In a concerted effort to tap the growing market for electronic health record ("EHR"), imaging and interoperability solutions provider Merge Healthcare (MRGE - Analyst Report) recently announced the launch of a picture archiving and communication system (PACS) solution for orthopedics called Merge OrthoPACS.
Prima facie, a subscription model of OrthoPACS, has been marketed by Merge to achieve proper client review and requirements in order to set its long-term operating plans.
This new complete set of image management and digital templating solutions will capture, store and manipulate digital orthopedic-specific images from multiple locations in a single viewer, providing orthopedic surgeons with efficient and faster query resolution.
The company also claims that the new device will perfectly into the current workflow of the surgeons. Georgia's largest orthopedic practice Resurgens Orthopaedics has opted to upgrade to Merge OrthoPACS immediately after the release of the product.
Currently, imaging in laboratories accounts for over 90% of data storage in healthcare. Merge noted that the Centers for Medicare & Medicaid Services (CMS) proposed a second set (Stage 2) of the Medicare/Medicaid Meaningful Use EHR program (released in March 2012) that included specialties like orthopedics and radiology in meaningful use. The company remains optimistic that with this Stage 2 requirement, the specialty physicians will come up to meet the Meaningful Use criteria, thereby driving the demand for its offerings.
According to Frost and Sullivan and Merge’s research reports in 2012, the global market for imaging software and services, healthcare IT interoperability solutions and electronic health records (EHR) solutions for orthopedics, radiology, cardiology and ophthalmology is currently worth $7.5 billion a year. With greater adoption of EHRs in doctor’s offices, hospitals and imaging centers, there is a corresponding increase in the need for data exchange.

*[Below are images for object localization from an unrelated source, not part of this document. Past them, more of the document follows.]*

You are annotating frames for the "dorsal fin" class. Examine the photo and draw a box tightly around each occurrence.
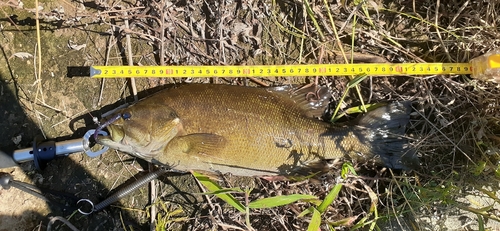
[267,84,331,118]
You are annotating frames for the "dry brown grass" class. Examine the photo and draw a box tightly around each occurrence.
[2,0,500,230]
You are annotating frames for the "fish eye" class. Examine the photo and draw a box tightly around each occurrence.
[122,112,132,120]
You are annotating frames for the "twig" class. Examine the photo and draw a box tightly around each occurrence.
[414,104,474,163]
[124,11,153,230]
[434,0,452,62]
[159,0,165,66]
[147,1,168,227]
[149,164,157,231]
[34,0,42,104]
[249,77,269,87]
[315,45,324,86]
[124,14,138,102]
[47,216,79,231]
[97,27,115,107]
[32,0,46,139]
[217,222,247,231]
[191,170,216,211]
[0,8,22,32]
[160,0,166,86]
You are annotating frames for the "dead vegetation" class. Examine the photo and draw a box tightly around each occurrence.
[1,0,500,230]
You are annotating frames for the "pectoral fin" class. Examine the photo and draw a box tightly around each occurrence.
[164,133,227,157]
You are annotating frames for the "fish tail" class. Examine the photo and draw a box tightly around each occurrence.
[356,101,418,170]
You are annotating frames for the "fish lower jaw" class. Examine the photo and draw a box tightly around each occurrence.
[97,137,132,153]
[131,151,156,162]
[98,137,160,162]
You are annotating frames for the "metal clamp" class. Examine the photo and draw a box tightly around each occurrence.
[77,199,95,215]
[9,129,109,169]
[83,129,109,157]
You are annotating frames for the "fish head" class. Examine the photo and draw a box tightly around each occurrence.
[97,102,184,161]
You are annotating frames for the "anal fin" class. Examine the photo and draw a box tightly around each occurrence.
[287,158,343,179]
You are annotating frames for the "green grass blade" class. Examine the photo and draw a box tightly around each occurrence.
[303,0,325,41]
[331,104,377,123]
[248,194,317,209]
[478,214,485,231]
[298,207,314,218]
[328,216,358,227]
[317,183,343,213]
[379,7,461,40]
[361,4,375,28]
[347,73,368,89]
[330,88,349,123]
[472,161,487,176]
[330,73,369,123]
[348,12,367,113]
[341,162,358,179]
[351,14,357,63]
[197,188,244,195]
[331,99,382,123]
[322,0,348,63]
[345,103,383,114]
[496,164,500,179]
[351,216,368,230]
[307,207,322,231]
[192,171,246,213]
[270,0,321,43]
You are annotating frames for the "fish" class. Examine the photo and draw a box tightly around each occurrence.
[96,84,418,177]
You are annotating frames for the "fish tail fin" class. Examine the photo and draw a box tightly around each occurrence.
[357,101,418,170]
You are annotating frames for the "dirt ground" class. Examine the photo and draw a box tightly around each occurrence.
[1,0,500,230]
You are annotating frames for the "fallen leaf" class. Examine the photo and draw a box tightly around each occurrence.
[12,52,33,60]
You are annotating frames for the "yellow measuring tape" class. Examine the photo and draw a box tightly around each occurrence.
[71,52,500,79]
[90,63,473,78]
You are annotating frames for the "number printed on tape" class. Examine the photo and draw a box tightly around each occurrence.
[91,63,473,78]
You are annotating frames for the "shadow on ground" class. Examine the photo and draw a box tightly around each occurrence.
[0,61,151,230]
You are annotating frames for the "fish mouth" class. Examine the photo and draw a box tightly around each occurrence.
[106,124,124,142]
[93,113,123,144]
[95,121,126,149]
[96,122,154,161]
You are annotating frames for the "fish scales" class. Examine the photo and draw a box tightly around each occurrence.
[145,85,368,173]
[97,84,418,176]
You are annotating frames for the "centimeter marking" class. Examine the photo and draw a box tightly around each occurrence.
[89,63,473,78]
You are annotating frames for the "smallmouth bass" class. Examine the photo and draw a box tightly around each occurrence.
[97,84,418,176]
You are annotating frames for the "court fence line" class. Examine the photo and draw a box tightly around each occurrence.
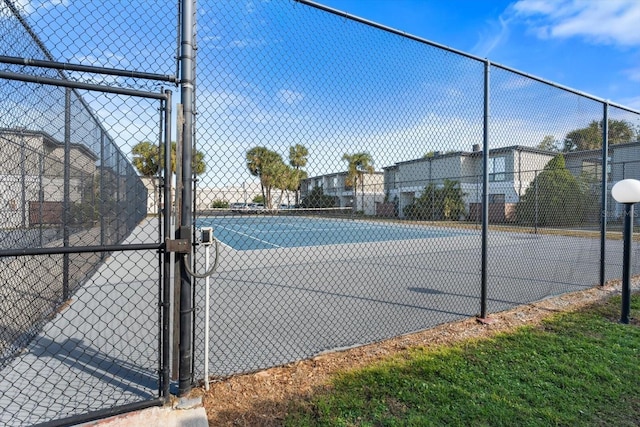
[1,0,640,424]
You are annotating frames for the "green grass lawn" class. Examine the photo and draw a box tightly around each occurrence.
[285,294,640,426]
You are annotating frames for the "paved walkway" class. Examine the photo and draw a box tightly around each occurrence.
[0,226,105,361]
[0,219,165,426]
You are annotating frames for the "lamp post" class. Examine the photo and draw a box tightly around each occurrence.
[611,179,640,324]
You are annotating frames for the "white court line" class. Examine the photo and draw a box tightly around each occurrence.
[214,223,283,248]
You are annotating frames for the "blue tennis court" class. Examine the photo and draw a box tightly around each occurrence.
[198,215,473,250]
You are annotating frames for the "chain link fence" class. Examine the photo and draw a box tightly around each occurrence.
[190,0,640,383]
[2,0,640,425]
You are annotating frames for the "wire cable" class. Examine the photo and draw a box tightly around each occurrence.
[182,238,219,279]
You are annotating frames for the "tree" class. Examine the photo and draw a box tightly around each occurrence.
[132,141,162,214]
[289,144,309,206]
[161,142,206,175]
[211,199,229,208]
[562,119,636,152]
[132,140,206,215]
[536,135,559,152]
[300,186,336,208]
[246,146,286,209]
[515,154,586,227]
[403,180,466,221]
[440,179,466,220]
[342,152,374,213]
[272,165,307,207]
[190,146,206,175]
[132,141,160,177]
[271,163,294,208]
[404,183,437,220]
[288,168,308,206]
[132,141,206,176]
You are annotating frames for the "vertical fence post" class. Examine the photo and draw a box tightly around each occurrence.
[479,59,490,321]
[600,102,609,286]
[178,0,196,397]
[611,179,640,323]
[621,202,633,323]
[534,170,538,234]
[100,130,106,249]
[20,138,26,228]
[162,90,173,400]
[62,87,71,301]
[116,155,122,241]
[475,174,480,230]
[39,152,44,245]
[172,106,183,382]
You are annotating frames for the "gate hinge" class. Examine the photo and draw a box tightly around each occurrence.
[164,238,190,253]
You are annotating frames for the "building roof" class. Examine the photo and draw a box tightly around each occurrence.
[0,128,98,161]
[302,170,384,180]
[382,143,640,170]
[383,145,551,170]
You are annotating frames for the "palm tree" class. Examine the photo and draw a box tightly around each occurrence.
[132,140,207,214]
[132,141,161,213]
[342,152,374,213]
[247,146,285,209]
[289,144,308,206]
[162,141,206,175]
[275,166,308,207]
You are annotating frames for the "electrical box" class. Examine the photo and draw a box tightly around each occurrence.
[201,227,214,246]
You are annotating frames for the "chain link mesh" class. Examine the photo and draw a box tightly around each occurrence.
[190,1,640,383]
[2,0,640,424]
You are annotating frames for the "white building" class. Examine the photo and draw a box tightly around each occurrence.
[384,144,614,221]
[195,182,263,212]
[300,171,385,215]
[0,129,97,228]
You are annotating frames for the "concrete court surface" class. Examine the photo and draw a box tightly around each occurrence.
[191,225,638,379]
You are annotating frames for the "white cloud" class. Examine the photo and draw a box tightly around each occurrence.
[0,0,33,16]
[1,0,68,17]
[624,66,640,82]
[42,0,69,8]
[471,14,512,58]
[512,0,640,46]
[220,38,268,50]
[276,89,304,105]
[617,95,640,111]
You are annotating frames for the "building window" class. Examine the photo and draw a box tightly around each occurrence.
[489,156,506,182]
[581,160,602,179]
[489,194,505,204]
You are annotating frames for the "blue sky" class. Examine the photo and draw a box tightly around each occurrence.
[317,0,640,110]
[4,0,640,185]
[188,0,640,182]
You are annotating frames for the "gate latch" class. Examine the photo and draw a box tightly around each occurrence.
[165,238,190,253]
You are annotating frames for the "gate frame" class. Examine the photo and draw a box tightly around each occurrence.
[0,67,174,426]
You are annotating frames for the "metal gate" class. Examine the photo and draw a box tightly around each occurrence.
[0,67,174,427]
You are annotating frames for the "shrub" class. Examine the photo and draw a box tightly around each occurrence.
[211,199,229,209]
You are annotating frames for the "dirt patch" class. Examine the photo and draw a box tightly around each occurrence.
[200,279,638,426]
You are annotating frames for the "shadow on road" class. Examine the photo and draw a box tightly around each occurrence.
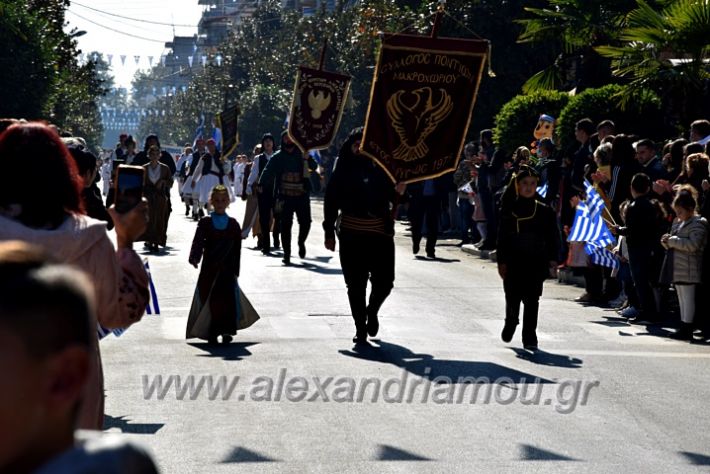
[103,415,164,434]
[339,339,553,383]
[413,255,461,263]
[188,341,258,361]
[679,451,710,465]
[221,447,280,463]
[510,348,583,368]
[520,444,579,461]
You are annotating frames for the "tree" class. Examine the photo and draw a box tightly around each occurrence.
[516,0,648,93]
[0,1,59,118]
[595,0,710,129]
[0,0,110,150]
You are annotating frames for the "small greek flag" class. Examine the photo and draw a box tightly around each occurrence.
[536,182,548,198]
[568,202,615,246]
[97,261,160,340]
[583,179,605,220]
[309,149,322,165]
[585,243,620,270]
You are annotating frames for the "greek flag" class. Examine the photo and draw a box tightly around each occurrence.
[144,260,160,315]
[536,182,548,198]
[192,114,205,148]
[309,149,322,165]
[96,261,160,340]
[585,243,619,270]
[212,123,222,152]
[568,202,615,246]
[583,179,605,220]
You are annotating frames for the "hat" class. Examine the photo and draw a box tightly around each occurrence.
[261,133,275,145]
[514,164,539,182]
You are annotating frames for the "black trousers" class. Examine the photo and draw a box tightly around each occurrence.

In December last year, CMS declared that more than 175,000 professionals and hospitals registered for meaningful use incentive programs and $2.5 billion was paid out in 2011 to eligible hospitals and professionals. The incentives will be offered for a period of 4-5 years, after which physicians will be penalized for not adopting proper measures.
Thus, favorable demographic trends, reinforced by a supportive regulatory environment, are expected to sustain the strong growth in demand for EHR-related software in the foreseeable future. We believe that Merge is well placed to gain a meaningful share of the multi-billion dollar American Recovery and Reinvestment Act (ARRA)-related healthcare information technology investment opportunity.
However, we remain concerned about the declining Medicare reimbursement for advanced medical imaging that could negatively affect hospital and imaging clinic revenues, thereby reducing the demand for imaging-related software and services offered by Merge. Furthermore, the presence of many big players like General Electric (GE - Analyst Report) and McKesson Corporation (MCK - Analyst Report) has made the healthcare solutions and services market highly competitive.
Currently, Merge retains a short-term Zacks #3 Rank (Hold). Over the long term, we have a Neutral recommendation on the stock.